Es folgen zwei weitere enge Rechtskurven, bevor es auf die erste Gerade, den West Shoreline Drive geht. Die ist zwar nicht besonders lang, weil danach eine 90 Grad Linkskurve folgt, kann man hier, einen Fehler des Vordermanns vorausgesetzt, trotzdem ganz gut überholen. Es folgt eine weitere kurze Gerade, die dann in eine 90 Grad Rechtskurve mündet. Danach geht es auf den East Seaside Way, die zweitlängste Gerade des Kurses, die unter einigen Unterführungen hindurchführt, und sich einigermaßen für Windschattefahrten eignet. Es folgen der nächste 90 Grad Knick, diesmal nach rechts, sowie eine mittleschnelle Doppellinkskurve. Direkt darauf biegen die Piloten in die letzte Kurve des Kurses, eine 180 Grad Rechtskehre, die die langsamte Stelle der Strecke darstellt, und direkt in Richtung Start und Ziel führt.
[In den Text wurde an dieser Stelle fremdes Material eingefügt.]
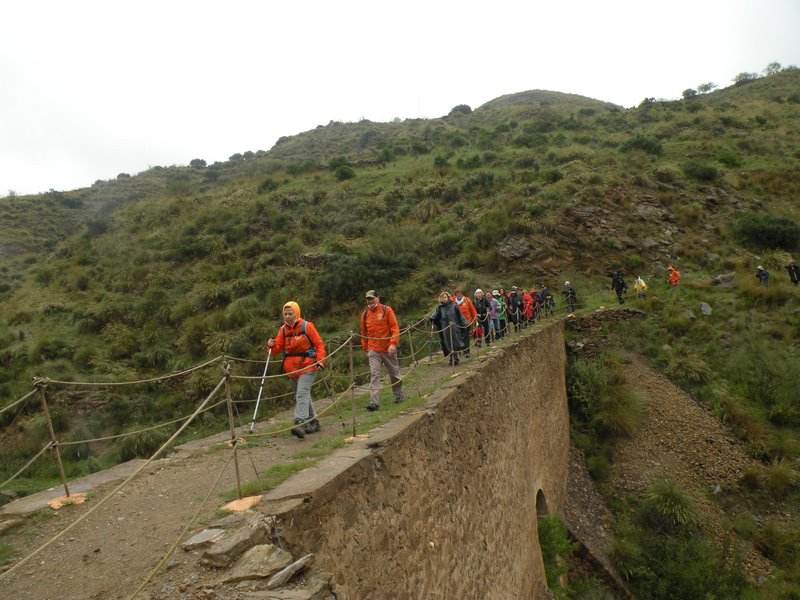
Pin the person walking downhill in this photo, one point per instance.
(499, 295)
(304, 355)
(449, 320)
(494, 316)
(570, 297)
(762, 275)
(794, 271)
(467, 309)
(618, 285)
(380, 336)
(481, 303)
(639, 286)
(515, 308)
(674, 277)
Schlecht für die IndyCar Serie, aber gut für die Fans: Auch der Lauf aus Long Beach wird von Versus übertragen. Los geht es um 20 Uhr mit dem Live-Broadcast des Indy Lights Rennens, um 21:30 starten die Vorberichte für die IndyCar Series. Die grüne Flagge soll gegen 22:30 fallen. Weniger toll ist, dass das NASCAR-Rennen in Talladega erst gegen 19:15 Uhr startet – es ist also davon auszugehen, dass sich die Schlussphase aus ‚Dega und der Start in Long Beach zeitlich überlappen. Das ist nicht nur für die Quoten schlecht, sondern auch für Zuseher im deutschen Sprachraum, die auch bei diesem Rennen wieder auf einen Stream aus den Untiefen des Netzes hoffen müssen.